China Gains 17% Of Global Trade in Renminbi

Speaking of China. You know. It wasn't that long ago that China's percent of global trade in renminbi was zero. But get this, you know all those currency swap agreements that I've been talking about for the past 4 years? Well, they generated 17% of the global trade last year! That's right folks, 17% of the global trade is now done in renminbi! Now, do those swap agreements begin to turn the light bulb over your head now that you hear that? And that percentage will only grow, as more trade partners have signed swap agreements in the past few months! 17% of global trade in renminbi. That's 17% less global trade in U.S. dollars, folks. That also means its 17% less U.S. dollar reserves that Central Banks need to hold.
And why has the renminbi / yuan grown so quickly? Ahhh grasshopper, it's all about the U.S. accumulation of massive debt, and what they'll have to eventually do to correct their mess. The Debt is the problem, as I've explained here for many years, and instead of getting better, it has only gotten worse. 

My view:

It seems appropriate here to reflect on the significance in the increase of trade in the Chinese currency, the Renminbi (or Yuan).

Like all nations at this moment in time, the Chinese currency is a "fiat" currency.  So in today's context, there is nothing unusual about it.  Why then is this headline significant?

As you may well know, dear reader, a fiat currency is a promise currency.  It's value is derived by the perceived ability of the nation to pay its debts relative to other nation's fiat currency.

As we see shift globally, from the US dollar - the reserve fiat currency - to other currencies, we need to ask why move?

Yes, the US is a highly indebted nation.

But European sovereign debts are also high. 

So where do nations and large investors put their funds?

As China continues to grow its economy, its influence also increases.  Exporting nation that it is, it is in China's best interests to bring its currency as a global alternative to the overprinted US dollar and European Union's Euro.  With the rate China is producing goods for sale elsewhere, a currency that is perceived to be valuable, and particularly has a sound foundation compared to the Euro or US dollar, it is certain to bring them a higher global profile.

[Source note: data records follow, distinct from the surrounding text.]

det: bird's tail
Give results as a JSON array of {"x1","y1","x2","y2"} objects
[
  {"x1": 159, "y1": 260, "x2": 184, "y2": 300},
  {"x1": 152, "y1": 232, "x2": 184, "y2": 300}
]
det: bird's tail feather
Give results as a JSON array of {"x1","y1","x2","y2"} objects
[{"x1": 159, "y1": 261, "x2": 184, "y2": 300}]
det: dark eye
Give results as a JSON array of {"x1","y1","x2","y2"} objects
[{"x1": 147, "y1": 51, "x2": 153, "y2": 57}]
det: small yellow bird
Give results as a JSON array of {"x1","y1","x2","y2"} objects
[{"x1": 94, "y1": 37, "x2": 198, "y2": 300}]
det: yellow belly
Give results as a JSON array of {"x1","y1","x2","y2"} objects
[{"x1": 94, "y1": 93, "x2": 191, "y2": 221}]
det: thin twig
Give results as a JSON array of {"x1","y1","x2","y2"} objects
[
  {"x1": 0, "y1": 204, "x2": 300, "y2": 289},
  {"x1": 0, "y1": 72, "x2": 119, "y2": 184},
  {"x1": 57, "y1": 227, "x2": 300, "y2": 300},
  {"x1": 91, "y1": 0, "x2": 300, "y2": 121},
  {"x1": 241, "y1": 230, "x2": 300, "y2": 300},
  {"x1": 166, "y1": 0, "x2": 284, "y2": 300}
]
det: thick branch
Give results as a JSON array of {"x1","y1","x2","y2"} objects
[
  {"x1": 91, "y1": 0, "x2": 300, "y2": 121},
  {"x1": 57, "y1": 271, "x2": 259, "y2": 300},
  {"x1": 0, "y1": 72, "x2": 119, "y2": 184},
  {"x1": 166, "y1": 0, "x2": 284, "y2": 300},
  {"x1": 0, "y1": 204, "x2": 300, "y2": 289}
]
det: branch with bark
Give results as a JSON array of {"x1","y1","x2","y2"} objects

This spells trouble for American and European banks in the long term.

As the reader may know, banks make credit available to borrowers who in turn invest in productive activities.  What may not be well known, is the dependency governments have on banks, in a fractional reserve fiat currency system to keep the debt bubble expanding.  If banks were to slow their purchase of US debts (treasuries), bond yields would rise, causing a domino effect with higher borrowing costs and slowing or negative economic growth.  This could be a major factor in tipping the balance of financial power globally away from the Anglo-American banks and also diminish American government influence.

The key way to continue this trend is for the Chinese central bank to behave in a way that boosts global confidence in their currency.

The primary ways to complete this process to to keep interest rates at attractive levels and purchase huge amounts of gold to back up the "promise" part of the fiat currency.

Given the trouble the Germans are having with the US Federal Reserve in getting their gold back in a timely manner, the US, with their giant budget deficits and massive bond sales, is rapidly eroding what confidence remains in the dollar by behaving in a way that indicates they just might not have the gold they say they have or even deliver on their bond payment promises.

In the end, perhaps the tipping point will be reached, not because of Chinese success, but by continued European and American debt excess.